Seventy consecutive patients who underwent radical prostatectomy from October
2014 to June 2017 at our institution were included in this study. Clinico-pathological
data were extracted from medical records. Pathology slides were reviewed by a
single pathologist for presence of neurovascular bundle (defined by extra-capsular
nerve size >200um), and extra-capsular nerve invasion. Statistical analysis was
performed using Chi-square test.
The median age of patients was 64, and the median PSA was 8. 4.3% of patients had
ISUP 1, 55.7% ISUP 2, 21.4% ISUP 3, 10% ISUP 4, and 8.6% ISUP 5 disease. Based on
surgical intent, 32.9% of patients had bilateral nerve spared, 10% had unilateral
nerve spared, and 57.1% had non-nerve sparing procedure. Positive margin rate was
not statistically different, with a rate of 20% (n=6/30) in nerve sparing and 32.5%
(n=13/40) in non-nerve sparing procedures. Based on pathological presence of
neurovascular bundle, 17.1% had bilateral nerve spared, 34.3% had unilateral nerve
spared, and 48.6% had non-nerve sparing procedure.
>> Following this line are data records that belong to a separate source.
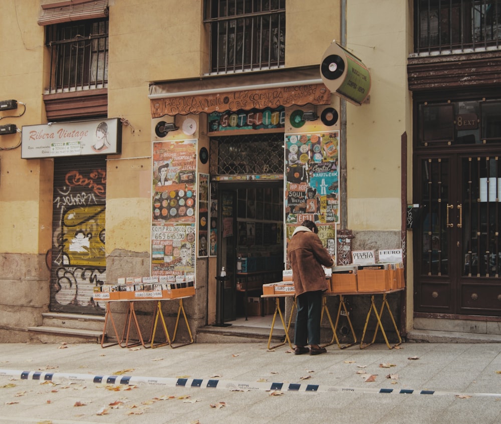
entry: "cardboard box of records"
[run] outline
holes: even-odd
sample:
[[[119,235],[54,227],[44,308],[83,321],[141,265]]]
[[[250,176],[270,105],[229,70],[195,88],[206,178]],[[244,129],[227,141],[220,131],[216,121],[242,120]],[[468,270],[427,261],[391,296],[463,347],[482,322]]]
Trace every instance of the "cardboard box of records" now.
[[[331,289],[328,293],[355,293],[358,290],[356,267],[347,265],[332,267]]]

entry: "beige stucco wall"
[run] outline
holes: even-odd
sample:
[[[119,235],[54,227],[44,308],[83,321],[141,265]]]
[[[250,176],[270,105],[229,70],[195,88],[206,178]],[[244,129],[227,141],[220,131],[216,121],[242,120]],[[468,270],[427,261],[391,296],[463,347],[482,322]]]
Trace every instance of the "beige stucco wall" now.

Positive margin rate was not
statistically different, with a rate of 22.2% (n=8/36) in nerve sparing and 32.4%
(n=11/34) in non-nerve sparing procedures. Overall, 12.8% of patients had extra-
capsular nerve invasion, and only 2.9% had invasion of neurovascular bundle.
Nerve-sparing radical prostatectomy is not associated with a higher positive surgical
margin rate. Neurovascular bundle involvement by tumour is rare.